Cette nouvelle législation, introduite sous le gouvernement conservateur, visait à simplifier les normes juridiques relatives à l’espionnage, élargissant la définition d’aide à un ‘ennemi’ pour inclure des actions liées à des puissances étrangères et à des menaces modernes telles que les cyberattaques.

« Nous exhortons le gouvernement à éviter de qualifier l’échec de l’affaire Cash/Berry de singularité isolée créée uniquement par une législation obsolète », a souligné le rapport.

Western, député travailliste, a souligné qu’à mesure que les conditions de sécurité mondiales se détériorent, les affaires sensibles liées à la sécurité nationale sont susceptibles d’augmenter en fréquence. Il a insisté sur le fait que le gouvernement doit prouver sa détermination à affronter ses adversaires, avertissant que le manquement à le faire minerait la confiance du public dans nos institutions.
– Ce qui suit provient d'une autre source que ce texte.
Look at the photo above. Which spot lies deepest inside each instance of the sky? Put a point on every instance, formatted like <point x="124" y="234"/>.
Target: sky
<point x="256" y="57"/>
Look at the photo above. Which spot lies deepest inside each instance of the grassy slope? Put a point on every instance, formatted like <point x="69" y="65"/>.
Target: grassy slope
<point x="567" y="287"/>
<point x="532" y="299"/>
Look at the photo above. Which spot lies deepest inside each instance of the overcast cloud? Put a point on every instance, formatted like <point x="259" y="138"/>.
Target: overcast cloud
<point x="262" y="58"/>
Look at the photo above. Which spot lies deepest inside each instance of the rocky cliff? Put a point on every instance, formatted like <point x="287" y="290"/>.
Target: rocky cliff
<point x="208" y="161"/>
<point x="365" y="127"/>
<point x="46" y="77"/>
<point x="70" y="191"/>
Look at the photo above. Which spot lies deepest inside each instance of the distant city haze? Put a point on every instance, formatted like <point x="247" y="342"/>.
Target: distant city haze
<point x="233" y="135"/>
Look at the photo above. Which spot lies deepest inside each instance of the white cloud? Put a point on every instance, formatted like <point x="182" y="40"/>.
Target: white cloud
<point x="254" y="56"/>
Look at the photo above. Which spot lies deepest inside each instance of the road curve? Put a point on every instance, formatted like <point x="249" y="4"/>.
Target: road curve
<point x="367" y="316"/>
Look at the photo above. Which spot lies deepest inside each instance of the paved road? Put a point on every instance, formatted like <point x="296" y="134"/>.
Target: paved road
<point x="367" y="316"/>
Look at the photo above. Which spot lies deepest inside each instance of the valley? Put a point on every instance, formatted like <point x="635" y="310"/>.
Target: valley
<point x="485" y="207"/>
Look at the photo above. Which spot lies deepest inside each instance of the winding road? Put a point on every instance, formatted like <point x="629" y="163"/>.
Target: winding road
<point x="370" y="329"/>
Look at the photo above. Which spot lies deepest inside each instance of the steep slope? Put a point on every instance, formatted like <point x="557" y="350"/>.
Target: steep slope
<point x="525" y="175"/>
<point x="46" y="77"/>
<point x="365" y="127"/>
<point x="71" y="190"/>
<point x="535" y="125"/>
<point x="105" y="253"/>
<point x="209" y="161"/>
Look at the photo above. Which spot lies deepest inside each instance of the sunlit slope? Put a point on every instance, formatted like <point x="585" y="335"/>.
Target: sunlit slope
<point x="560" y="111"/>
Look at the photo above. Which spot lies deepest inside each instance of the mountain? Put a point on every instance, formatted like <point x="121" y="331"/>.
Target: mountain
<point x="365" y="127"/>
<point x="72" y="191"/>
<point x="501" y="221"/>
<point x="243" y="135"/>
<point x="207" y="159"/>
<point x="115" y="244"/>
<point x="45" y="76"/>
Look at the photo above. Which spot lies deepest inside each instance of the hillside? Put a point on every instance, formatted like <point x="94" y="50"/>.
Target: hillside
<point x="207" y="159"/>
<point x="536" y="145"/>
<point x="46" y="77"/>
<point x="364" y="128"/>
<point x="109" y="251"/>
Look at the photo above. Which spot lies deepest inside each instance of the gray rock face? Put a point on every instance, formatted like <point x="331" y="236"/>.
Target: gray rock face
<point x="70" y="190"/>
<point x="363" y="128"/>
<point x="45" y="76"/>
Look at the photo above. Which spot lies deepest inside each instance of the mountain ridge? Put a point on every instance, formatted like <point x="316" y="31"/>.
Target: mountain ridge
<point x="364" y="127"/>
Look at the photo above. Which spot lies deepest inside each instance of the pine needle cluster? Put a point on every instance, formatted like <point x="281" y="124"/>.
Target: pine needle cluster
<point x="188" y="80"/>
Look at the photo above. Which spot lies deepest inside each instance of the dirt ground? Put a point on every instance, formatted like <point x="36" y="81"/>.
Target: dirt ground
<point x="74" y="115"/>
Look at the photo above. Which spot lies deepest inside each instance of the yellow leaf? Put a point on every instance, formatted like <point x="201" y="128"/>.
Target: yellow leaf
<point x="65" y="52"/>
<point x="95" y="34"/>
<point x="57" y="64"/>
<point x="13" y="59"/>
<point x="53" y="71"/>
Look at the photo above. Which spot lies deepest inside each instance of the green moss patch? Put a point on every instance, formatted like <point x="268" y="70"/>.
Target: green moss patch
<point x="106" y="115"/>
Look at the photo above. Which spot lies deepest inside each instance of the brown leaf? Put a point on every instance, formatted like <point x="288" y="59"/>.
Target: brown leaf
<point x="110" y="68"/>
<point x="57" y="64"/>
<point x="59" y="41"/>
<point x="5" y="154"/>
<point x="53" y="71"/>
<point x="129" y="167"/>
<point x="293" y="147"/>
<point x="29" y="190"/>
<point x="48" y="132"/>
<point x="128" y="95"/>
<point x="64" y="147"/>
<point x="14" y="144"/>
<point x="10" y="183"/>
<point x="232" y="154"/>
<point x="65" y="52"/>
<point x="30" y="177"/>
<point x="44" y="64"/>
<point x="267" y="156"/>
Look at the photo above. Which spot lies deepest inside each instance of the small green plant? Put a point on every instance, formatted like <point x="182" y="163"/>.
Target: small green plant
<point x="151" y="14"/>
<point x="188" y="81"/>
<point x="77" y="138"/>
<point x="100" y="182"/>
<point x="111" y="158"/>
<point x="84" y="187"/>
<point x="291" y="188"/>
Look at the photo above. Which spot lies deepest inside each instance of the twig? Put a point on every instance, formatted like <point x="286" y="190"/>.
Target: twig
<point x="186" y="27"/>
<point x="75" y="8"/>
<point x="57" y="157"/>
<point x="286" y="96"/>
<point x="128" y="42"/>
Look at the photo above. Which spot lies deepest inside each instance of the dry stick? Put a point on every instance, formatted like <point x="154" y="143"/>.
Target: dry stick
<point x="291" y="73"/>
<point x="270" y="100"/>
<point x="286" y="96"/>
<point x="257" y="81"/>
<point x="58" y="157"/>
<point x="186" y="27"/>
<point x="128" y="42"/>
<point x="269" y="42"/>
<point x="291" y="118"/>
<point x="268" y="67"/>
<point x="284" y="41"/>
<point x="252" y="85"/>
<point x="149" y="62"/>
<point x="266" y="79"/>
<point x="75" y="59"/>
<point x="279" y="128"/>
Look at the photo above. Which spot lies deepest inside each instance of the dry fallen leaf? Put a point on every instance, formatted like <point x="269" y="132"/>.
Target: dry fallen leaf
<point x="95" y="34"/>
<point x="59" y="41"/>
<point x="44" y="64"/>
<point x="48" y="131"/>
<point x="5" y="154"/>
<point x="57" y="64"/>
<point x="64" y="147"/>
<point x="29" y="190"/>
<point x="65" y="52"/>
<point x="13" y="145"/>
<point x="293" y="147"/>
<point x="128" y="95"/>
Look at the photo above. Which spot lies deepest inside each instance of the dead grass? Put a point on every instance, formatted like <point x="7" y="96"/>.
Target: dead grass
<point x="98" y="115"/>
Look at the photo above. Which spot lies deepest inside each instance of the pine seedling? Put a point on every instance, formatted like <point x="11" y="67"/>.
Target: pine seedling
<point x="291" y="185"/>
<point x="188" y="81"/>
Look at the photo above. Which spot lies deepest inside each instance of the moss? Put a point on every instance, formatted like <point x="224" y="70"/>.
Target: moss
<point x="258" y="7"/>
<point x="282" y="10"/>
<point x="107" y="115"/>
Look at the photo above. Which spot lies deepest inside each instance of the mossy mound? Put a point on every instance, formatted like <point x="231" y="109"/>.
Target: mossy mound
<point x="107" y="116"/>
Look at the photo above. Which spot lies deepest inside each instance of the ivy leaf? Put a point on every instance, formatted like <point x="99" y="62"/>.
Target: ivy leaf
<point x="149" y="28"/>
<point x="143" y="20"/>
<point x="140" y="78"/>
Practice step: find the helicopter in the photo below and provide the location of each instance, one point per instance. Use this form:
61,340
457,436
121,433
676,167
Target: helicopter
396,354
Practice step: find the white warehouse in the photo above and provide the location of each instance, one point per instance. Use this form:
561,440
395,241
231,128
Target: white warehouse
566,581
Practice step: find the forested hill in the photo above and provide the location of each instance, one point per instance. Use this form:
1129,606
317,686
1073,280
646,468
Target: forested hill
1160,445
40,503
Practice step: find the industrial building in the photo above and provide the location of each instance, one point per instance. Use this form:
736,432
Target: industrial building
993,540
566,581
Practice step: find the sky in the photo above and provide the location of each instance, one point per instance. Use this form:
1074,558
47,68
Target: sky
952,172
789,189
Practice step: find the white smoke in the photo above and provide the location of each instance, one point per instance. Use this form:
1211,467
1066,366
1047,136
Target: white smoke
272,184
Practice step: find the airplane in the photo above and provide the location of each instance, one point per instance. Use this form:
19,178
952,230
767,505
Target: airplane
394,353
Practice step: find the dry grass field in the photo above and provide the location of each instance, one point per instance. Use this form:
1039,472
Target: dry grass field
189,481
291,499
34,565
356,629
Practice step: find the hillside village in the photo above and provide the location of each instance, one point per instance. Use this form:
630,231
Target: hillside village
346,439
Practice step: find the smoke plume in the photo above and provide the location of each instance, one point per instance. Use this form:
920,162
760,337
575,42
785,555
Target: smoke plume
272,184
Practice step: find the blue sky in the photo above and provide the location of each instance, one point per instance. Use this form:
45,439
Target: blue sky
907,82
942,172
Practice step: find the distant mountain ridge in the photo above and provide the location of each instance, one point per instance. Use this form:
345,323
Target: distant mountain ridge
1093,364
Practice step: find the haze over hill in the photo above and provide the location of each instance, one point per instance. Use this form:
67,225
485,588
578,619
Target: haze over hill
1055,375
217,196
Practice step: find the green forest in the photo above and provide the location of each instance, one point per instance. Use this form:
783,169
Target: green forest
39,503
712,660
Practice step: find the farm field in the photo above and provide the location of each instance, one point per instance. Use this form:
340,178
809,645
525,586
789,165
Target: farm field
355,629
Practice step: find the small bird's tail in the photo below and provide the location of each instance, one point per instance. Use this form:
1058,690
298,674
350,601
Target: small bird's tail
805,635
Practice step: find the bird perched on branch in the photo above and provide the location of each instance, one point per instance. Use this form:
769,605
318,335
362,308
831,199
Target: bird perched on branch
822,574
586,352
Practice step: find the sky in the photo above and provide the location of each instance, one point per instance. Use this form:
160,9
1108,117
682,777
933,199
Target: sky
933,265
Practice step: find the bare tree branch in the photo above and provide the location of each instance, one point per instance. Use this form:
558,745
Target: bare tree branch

Recommandations pour l’amélioration

Le rapport recommande au gouvernement d’envisager d’implémenter des réformes étendues dans les six mois à venir pour éviter la récurrence de tels échecs. Il souligne la nécessité immédiate de réévaluer le rôle et les responsabilités du conseiller adjoint à la sécurité nationale, qui se sent ‘isolé et vulnérable’.

De plus, les canaux de communication entre le CPS et le gouvernement nécessitent une amélioration urgente. Pour les futurs procès d’espionnage, il est essentiel de tenir une conférence formelle dans les 30 jours suivant le dépôt de toute accusation, rassemblant procureurs, enquêteurs, témoins gouvernementaux et agents juridiques pour identifier les faiblesses potentielles des preuves à un stade précoce.

Le rapport appelle à une plus grande ‘clarté’ concernant la nature des informations fournies par les témoins gouvernementaux, qu’il s’agisse de données politiques ou de preuves, dans le but de rationaliser le processus et d’améliorer l’intégrité des futurs procès.